Clouded leopards are not solely nocturnal as was once thought, but they are most active at night. Their distinctive cloud patterned fur coat provides camouflage enabling them to stalk prey and also hide from potential predators like tigers and leopards. They have excellent hearing that enables them to locate prey at night. They have a tapetum lucidum, a mirrorlike layer in the back of the eye that reflects light back through the eye to help produce a brighter image in low light enabling them to see six times better than humans at night.

What Big Teeth You Have!

Clouded leopards have the longest canine teeth relative to their body size of any cat species. Their canines can reach two inches (four cm) or longer. Their skull is long and narrow providing support for the powerful jaw muscles they use to hold and kill their prey. Unlike most cats, clouded leopards deliver a killing bite on the back of the neck rather than a suffocating bite on the throat.

Can You Spot Me Now?

The color or pattern of most cats’ fur is similar to the color of their primary habitat. Stripes, spots, blotches or rosettes break up the outline of the cats helping them blend into their surroundings and concealing them from prey. The clouded leopards’ distinctive coloration and cloudlike spot pattern provide excellent camouflage in their forest habitat.

Conservation Connection

IUCN Status: Vulnerable.

There are no reliable estimates for clouded leopard populations in the wild, but their numbers are thought to be in decline.

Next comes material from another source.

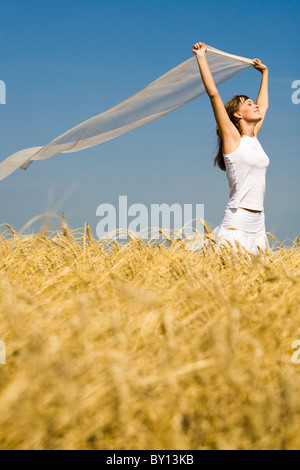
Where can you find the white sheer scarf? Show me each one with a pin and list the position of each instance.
(177, 87)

Clouded leopards are endangered primarily due to habitat loss due to deforestation for agriculture. They are hunted for their beautiful pelts and their bones, claws and teeth are used in traditional Asian medicine. These beautiful cats are also on the menu in restaurants in Asia. Clouded leopards are difficult to breed in captivity because of a high incidence of aggression between males and females. Recent efforts to introduce male/female pairs before they are a year old have led to more successful breeding.